亜洲奈みづほのアジア映画紹介



いのちの子ども
010年/イスラエル・アメリカ映画/90分/2011年7月16日より「ヒューマントラストシネマ有楽町」にてロードショー



「今、命の価値を問う、心揺さぶる真実の物語」――そう銘うたれた本作は、紛争下において、敵・味方の隔てなく、小さなひとつの命を見つめる人々が描かれている。ただし決して、お涙頂戴の作り話でない、実在の赤ちゃんの生死がかかったドキュメンタリー映画であり、2010年のイスラエル・アカデミー賞で「最優秀ドキュメンタリー賞」を受賞した作品だ。

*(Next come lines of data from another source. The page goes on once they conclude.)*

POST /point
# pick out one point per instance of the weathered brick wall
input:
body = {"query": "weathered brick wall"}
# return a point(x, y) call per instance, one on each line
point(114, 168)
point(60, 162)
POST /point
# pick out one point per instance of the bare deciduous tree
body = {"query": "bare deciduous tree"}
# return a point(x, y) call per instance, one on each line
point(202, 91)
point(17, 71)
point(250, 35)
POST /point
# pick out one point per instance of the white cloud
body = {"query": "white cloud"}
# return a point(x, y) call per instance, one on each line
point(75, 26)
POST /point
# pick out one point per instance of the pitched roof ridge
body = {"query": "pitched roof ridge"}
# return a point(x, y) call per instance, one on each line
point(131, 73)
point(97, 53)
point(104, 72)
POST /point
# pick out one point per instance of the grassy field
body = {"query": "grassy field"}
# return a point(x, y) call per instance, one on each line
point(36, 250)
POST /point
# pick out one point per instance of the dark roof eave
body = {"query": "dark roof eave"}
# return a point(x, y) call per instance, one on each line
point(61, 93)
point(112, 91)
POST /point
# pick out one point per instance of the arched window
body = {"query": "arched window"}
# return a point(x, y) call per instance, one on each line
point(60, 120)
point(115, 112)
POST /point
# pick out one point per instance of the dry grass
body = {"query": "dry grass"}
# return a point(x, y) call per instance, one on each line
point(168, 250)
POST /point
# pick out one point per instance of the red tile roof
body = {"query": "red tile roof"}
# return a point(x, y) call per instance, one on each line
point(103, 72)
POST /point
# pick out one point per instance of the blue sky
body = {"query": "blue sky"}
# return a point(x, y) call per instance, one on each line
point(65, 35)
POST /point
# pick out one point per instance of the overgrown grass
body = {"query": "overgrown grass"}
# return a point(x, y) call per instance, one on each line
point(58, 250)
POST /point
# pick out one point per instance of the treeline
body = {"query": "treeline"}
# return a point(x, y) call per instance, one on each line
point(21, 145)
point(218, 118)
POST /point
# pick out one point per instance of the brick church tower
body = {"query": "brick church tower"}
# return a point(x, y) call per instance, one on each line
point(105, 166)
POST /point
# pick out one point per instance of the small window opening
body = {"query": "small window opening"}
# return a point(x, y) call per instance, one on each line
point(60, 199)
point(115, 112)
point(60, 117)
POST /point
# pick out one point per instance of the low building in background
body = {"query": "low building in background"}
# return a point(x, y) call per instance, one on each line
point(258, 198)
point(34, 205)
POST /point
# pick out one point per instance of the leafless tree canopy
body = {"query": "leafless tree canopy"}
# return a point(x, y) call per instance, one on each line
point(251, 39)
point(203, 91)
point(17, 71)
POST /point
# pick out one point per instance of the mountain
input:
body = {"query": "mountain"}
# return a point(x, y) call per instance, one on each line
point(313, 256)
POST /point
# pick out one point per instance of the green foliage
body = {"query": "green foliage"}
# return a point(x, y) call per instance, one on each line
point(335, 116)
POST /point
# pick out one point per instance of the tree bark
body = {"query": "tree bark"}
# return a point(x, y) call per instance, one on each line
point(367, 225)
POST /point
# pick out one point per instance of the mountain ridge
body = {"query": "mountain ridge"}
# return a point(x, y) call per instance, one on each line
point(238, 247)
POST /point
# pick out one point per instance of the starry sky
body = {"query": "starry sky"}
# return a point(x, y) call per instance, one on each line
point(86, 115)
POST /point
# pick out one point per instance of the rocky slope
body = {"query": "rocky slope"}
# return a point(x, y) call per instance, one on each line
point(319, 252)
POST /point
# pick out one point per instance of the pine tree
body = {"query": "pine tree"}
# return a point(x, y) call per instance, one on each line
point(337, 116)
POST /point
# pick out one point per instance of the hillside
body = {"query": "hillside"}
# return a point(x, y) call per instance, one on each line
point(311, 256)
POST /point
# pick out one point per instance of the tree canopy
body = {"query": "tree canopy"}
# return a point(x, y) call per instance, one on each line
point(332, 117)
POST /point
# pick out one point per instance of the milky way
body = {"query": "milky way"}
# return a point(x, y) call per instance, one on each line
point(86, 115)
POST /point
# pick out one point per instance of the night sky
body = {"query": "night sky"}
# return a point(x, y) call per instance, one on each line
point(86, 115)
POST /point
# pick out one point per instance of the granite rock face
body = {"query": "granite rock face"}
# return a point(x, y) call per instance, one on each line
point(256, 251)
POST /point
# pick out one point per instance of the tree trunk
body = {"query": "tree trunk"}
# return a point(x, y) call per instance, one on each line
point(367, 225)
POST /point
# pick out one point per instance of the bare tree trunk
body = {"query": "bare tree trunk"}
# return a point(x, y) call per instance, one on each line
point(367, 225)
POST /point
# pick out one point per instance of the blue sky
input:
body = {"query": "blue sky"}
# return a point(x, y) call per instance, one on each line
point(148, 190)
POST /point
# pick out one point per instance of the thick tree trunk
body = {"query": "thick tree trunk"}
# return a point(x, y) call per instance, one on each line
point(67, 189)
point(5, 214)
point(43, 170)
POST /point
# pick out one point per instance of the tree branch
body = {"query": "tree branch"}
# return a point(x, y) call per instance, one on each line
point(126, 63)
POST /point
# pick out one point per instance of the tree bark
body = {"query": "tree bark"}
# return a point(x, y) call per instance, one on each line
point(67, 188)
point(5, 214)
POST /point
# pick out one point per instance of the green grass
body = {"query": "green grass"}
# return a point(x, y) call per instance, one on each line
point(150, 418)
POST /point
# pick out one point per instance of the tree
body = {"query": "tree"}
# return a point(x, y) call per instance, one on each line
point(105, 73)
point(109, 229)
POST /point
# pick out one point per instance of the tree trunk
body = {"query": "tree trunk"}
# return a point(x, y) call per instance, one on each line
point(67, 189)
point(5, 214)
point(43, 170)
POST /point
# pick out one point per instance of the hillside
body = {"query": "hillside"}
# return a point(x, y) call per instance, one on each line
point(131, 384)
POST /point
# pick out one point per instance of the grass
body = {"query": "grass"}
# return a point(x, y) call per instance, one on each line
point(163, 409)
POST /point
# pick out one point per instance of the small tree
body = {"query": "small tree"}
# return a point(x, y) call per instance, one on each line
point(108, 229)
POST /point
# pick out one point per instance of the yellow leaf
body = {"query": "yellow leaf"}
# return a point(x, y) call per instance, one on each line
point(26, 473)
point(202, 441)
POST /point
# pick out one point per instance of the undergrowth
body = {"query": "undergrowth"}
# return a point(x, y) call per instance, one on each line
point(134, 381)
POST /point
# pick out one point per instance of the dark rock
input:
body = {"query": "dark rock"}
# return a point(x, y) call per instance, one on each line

 舞台は紛争の絶えないイスラエルとパレスチナ。余命を宣告されたパレスチナ人の赤ん坊ムハンマドを救うため、イスラエル人医師ソメフ(ラズ・ソメフ)とTVジャーナリストのエルダール(シュロミー・エルダール)は、民族や宗教の対立を越えて、立ちあがる。その想いは、ただひとつ、「この小さな命を救いたい。」しかし行く手には様々な困難と、アラブ人のアイデンティティーと母親としての想いに揺れ動く母ラーイダ(ダーイダ・アブー=ムスタファー)の苦悩があった。

 尊いひとつの命を救え…!その前に横たわる、パレスチナとイスラエルの、あまりにも重い問題。逆に言えば、本作では、重病の赤ん坊を通して見える、パレスチナ問題が描かれてもいる。

 監督のシュロミー・エルダール自身は、これまで実際に、パレスチナの惨状をイスラエルに伝えるための取材を、ガザ地区の最前線で続けてきていた。そんな彼にとって、あまりにもショッキングなのは、パレスチナ人の母親の言葉であった。

「いつかこの子(注※赤ん坊)は、剣を手にエルサレムを解放する。」
 つまりパレスチナがイスラエルからエルサレムを奪回するための殉教者になってもいいという意味だ。イスラエル人が救おうとしているパレスチナ人の赤ん坊が、である。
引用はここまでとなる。